Visa has had a major sponsorship role at past summer Olympics, using the setting to test new technology. This type of "global lab experiment" lets the card brand view the four years between this major athletic event as a gauge for payments advancements.

In London in 2012, Visa equipped its sponsored athletes and guests with mobile phones and payWave software to test the early days of contactless payments.

Next month in Brazil, Visa athletes and guests will be wearing an NFC Ring with a tokenized general purpose reloadable Visa prepaid card, its first venture with a ring carrying payments capabilities.

The impetus for Visa to introduce an NFC Ring in the Rio Olympic Games, which has opening ceremonies Aug. 5, was this year's Super Bowl, where the card brand provided its guests with a chip-enabled wristband for payments and personal identification.

"We developed it through a Gemalto kit for a one-time load prepaid product, but when users also tapped it at a non-payment reader, like on a bus, it would alert someone else as to that person's whereabouts," said Christopher Dean, senior director of innovations and partnerships for Visa.

After that experiment with payments wearables, Visa had more time to contemplate how to move away from payments wristbands and into a chip-enabled ring, Dean said.

"It's an experiment for us to get the protocol off the ground, and we contacted the NFC Ring company and worked to create an attractive ring that someone would want to wear," Dean added.

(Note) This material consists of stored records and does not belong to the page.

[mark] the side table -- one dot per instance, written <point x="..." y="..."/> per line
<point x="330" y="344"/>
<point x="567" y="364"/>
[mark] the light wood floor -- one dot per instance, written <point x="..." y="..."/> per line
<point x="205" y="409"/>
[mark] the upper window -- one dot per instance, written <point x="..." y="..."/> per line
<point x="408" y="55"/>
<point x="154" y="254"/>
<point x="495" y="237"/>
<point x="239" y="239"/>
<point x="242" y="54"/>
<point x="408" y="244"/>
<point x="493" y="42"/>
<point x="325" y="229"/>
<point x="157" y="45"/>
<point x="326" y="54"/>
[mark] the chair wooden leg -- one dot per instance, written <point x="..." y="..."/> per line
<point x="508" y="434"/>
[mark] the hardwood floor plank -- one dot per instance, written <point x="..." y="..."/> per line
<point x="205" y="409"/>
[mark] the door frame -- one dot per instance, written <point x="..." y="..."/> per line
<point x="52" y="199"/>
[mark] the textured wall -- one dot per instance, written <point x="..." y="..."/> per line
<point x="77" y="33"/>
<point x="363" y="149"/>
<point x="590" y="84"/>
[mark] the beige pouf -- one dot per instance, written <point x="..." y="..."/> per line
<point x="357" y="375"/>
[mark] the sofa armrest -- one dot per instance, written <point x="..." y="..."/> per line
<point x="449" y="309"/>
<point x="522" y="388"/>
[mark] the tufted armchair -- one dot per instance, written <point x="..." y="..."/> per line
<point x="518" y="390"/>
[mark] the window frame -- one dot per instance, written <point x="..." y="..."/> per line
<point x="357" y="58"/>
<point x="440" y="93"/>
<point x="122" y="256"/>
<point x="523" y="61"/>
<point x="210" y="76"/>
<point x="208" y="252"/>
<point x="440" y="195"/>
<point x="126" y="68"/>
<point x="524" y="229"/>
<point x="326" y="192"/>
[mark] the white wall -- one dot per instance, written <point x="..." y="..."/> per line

NFC Ring, with offices in London and Boulder Creek, Calif., had not previously embedded a payment chip in its product. For the past two years, NFC Ring was promoting its product as a way for consumers to unlock doors or mobile phones, or transfer information to other people.

But the company and its president John McLear worked with Visa to "stitch together an NFC antennae that encircles the ring" and also completed EMV testing, Dean said. After the ring was ready to communicate with NFC readers, Visa went back to Gemalto to test cryptographic keys and prove its accuracy before approaching issuers to establish card credentials on the chip.

The entire process put Visa right where it wants to be in regard to NFC wearables. "Token and personal account number-based product technology is there and anyone can do it," Dean said. "Visa will enable all of the upstream technology in regards to APIs, the Visa Token Service, and the applets that go inside the chip on the ring," he added. "But enabling all of that for consumer use would not come directly from Visa."

In other words, Visa is not going to turn into a wristband, watch or ring manufacturer over night. But it will have the ingredients those manufacturers need to deliver a payments-enabled device to their customers.

Depending on the guest, Visa will load between $100 and $400 on the NFC Ring for use at any of the 4,000 payment terminals in the Olympic Village, but after the Olympics also at any NFC-enabled terminals accepting Visa. NFC Ring users wanting to use the ring for payments after the Olympics can go onto a designated Visa cardholder portal, log in and register a debit or credit card to the ring.

Visa estimates it will have 50 sponsored athletes at the games and as many as 400 other guests. But NFC Ring manufactured 5,000 rings, a mix of black and white models in various sizes, to accommodate all of Visa's clients to make sure each can find one that will fit.

"We will have many left over," Dean said, but NFC Ring plans to make the payments-enabled ring available as one of its products after the Games.

The consumer engaging an NFC Ring with a payment terminal simply has to make a fist so as to expose as much of the ring band, and its antennae, as possible in a tapping motion at the NFC reader.

Visa will also provide a companion plastic Visa card with the ring for guests to use at ATMs or at terminals not accepting contactless payments. Visa will also issue some other payments wearables or wristbands branded specifically with sponsors in Brazil.

In the meantime, development of payment-enabled rings is likely to increase throughout the industry. London-based Kerv, manufacturer of a payments-capable ring linked to a MasterCard prepaid account, recently reported it had reached its Kickstarter financing goal and shipment of rings is likely to follow.